Following are some of the photos we took this summer, I hope you enjoy them:






































































































































And here's one of my sister's plush trains


----------



## ThinkerT (Jan 2, 2008)

It seems like you are calling it quits a tad early. Even up here in Alaska, we still got a couple of months before the snow becomes a serious issue...


----------



## San Juan (Jan 3, 2008)

We live in Southern California most of the year and can only get out to our layout in Colorado during the summer and occasionally for maybe a week during the winter. So not a weather issue...should have mentioned that. Sorry for the confusion.


----------



## Gary Armitstead (Jan 2, 2008)

THX for posting Matt. Very nice photos.


----------



## Randy Stone (Jan 2, 2008)

Great pics as always 

Randy


----------



## GaryY (Jan 2, 2008)

Great looking layout...in a terrific setting...thanks for posting.
Gary


----------



## Jerry Barnes (Jan 2, 2008)

Wow, bet you hate to leave. Should move there all year long!


----------



## San Juan (Jan 3, 2008)

Thanks all.

Jerry, we'd love to live there year round...well maybe myself, my dad, and my younger sister anyway. My mom and youngest sister are not as big on the outdoors as I am. They'd rather be shopping. And while we do have more options in the "big" city of Durango since we first bought the cabin there back in 1991; like the Wal-Mart and Home Depot, it's still nothing like the malls we have in SoCal









Oh and most importantly our jobs are in California. Finding comparable jobs in Southwestern Colorado is tough. My dad always says he'll retire out there, but retirement is a long ways away for myself. 


But we still have our HO and O scale layouts to play with in California


----------



## San Juan (Jan 3, 2008)

Forgot about this photo.

Since we take up all of the switch tracks to avoid elk and deer trampling while we are not there, I took advantage of a missing switch to simulate an abandonment train.

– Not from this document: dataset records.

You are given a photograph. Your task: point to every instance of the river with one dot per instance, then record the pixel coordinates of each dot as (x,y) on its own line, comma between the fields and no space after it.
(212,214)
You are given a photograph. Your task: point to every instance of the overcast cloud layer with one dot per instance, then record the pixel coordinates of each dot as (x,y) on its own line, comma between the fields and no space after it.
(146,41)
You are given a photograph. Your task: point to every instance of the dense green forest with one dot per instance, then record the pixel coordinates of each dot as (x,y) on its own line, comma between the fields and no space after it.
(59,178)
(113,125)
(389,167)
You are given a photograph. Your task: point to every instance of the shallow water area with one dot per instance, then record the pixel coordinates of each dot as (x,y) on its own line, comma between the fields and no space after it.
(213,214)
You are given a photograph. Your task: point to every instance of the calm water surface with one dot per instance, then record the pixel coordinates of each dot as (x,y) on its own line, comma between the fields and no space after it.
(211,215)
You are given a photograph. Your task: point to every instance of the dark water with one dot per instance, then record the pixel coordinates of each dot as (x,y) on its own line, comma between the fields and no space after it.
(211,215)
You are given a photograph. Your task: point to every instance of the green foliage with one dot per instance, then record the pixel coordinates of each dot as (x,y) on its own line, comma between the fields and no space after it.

Quite a heavy load for that poor guy lifting the rail


----------



## cape cod Todd (Jan 3, 2008)

Nice photos and layout. I like the way you built your RR into the existing landscape instead of wiping it all out and starting from scratch. I too have big trees and roots that I had to work around not to mentiona ridiculous grade to tame but those challenges have made for a more interesting line. My only worry for you is a branch might fall onto and damage your fine structures. 
Todd


----------



## San Juan (Jan 3, 2008)

Hi Todd, thanks for the comments.

Branches are definitely a worry. But thankfully no large ones have fallen when the structures were out on the layout. So far anyway. We cut off a few of the dead low lying ones a few years ago which helps. Another security measure is we cover most of the structures with plastic storage bins overnight and during inclement weather. This helps keep rain dirt splashing down and has also protected at least one from a falling branch.

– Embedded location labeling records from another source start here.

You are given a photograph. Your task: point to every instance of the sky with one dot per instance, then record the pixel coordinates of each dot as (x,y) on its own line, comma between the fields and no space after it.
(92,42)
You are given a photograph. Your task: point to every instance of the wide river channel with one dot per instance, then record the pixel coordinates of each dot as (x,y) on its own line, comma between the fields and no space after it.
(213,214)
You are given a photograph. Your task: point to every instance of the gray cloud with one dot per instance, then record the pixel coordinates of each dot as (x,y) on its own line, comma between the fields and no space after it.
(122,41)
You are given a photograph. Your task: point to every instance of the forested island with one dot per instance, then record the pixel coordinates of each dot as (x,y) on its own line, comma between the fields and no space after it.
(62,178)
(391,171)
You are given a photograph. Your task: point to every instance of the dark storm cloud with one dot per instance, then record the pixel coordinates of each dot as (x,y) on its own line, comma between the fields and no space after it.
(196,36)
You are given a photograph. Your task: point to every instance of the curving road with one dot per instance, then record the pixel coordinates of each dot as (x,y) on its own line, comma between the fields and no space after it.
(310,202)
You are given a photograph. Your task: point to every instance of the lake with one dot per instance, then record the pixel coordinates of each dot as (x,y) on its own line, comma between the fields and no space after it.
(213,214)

Going around the trees and terrain was really the only option we had. It would have been a shame to cut down several 70-100 plus year old Ponderosa pines just for an outdoor layout. And the slope also proved to be a issue. 
We are luckier then most I guess when it came to the slope. Being in the mountains means we have lots and lots of rocks. While they are a pain when digging, they make for great retaining walls. It helps a lot on the layout budget when you don't have to purchase materials for retaining walls. The grade on the layout never exceeds 1.5 %, which is kind of amazing when you look at the terrain. Most of the dirt for fills I dug up from all around the property. For the larger fills we had to truck in dirt. 


However, when scouting for the layout location the current location always came out as the best spot. Two of the beast features include; one the are is mostly shady, a real plus on hot dry summer days. And two, our artesian well head is nearby, providing some seasonal water features. Seasonal meaning if there is enough snow during the winter the well overflows giving us water to use for small rives, etc... This year it didn't overflow due to a quick melt. But I had some culvert work to do this year so it ended up being a good thing.


----------